São José de Espinharas is a town in the state of Paraíba, Northeastern Brazil.

Located on the banks of the lower Espinharas River, about 30 km to the North of Patos, this small town has its economy based on extensive cattle and goat raising and subsistence agriculture. Its relief is somewhat irregular, with large igneous rock outcrops and small mountains and granite inselbergs. The soil is generally poor ("tabuleiros") and covered by the caatinga vegetation, interspersed with small valleys ("baixios") with fertile soils that support agricultural activities and are propitious to the building of small and medium-sized dams that store rain-water flowing in temporary creeks. The natural vegetation on the "tabuleiros" is well preserved as of 2005.

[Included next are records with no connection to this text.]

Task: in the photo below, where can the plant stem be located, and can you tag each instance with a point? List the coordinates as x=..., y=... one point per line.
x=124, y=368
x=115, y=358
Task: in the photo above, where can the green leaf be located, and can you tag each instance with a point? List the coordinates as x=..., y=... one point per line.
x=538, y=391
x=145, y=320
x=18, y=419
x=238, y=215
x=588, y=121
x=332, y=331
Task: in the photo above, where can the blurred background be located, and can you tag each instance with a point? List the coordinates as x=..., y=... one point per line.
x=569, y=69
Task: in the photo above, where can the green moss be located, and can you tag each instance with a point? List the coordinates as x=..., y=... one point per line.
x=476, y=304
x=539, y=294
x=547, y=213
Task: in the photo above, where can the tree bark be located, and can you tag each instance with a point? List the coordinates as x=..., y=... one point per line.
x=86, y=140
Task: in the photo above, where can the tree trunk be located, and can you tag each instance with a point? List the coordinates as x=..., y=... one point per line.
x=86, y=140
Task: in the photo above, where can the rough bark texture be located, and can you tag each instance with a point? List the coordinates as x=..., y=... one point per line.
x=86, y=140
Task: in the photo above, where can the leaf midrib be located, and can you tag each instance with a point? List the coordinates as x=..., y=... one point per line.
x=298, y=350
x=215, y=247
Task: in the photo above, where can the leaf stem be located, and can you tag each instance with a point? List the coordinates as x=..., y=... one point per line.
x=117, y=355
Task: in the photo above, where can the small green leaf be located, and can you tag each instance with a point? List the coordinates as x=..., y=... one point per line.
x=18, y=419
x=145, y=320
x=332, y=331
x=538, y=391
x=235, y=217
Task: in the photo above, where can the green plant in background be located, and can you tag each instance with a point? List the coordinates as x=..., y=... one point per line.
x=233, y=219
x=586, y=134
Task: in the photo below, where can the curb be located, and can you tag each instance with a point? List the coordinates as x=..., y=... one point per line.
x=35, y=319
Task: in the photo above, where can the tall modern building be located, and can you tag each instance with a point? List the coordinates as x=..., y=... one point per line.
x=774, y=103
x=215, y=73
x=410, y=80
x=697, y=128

Once a prosperous region, the lower Espinharas valley had cotton production as its main agricultural activity until about 1980. This culture was however decimated by plagues and by low prices as a result of the introduction of international competition. This caused a massive migration of the population from the rural area ("fazendas") to urban areas - mainly to Patos, São Jose de Espinharas itself and São Paulo. Competition with more favorable areas like Maranhão and Goiás, not subject to draughts, further lowered the value of the cattle assets. Further reduction in the size of the "fazendas", mostly caused by inheritance transmission, and a series of rainless years in the 1980s and 1990s contributed to the economic decline of São Jose de Espinharas - just like it did for most of the "Sertão" - the peculiar hinterlands of Northeastern Brazil.

Points of interest: casa velha (old house) of Miguel Sátyro, Serra do Tronco, Fazenda Arara, Fazenda Maria Paz, Fazenda Suécia, Fazenda Tronco, Fazenda Flores.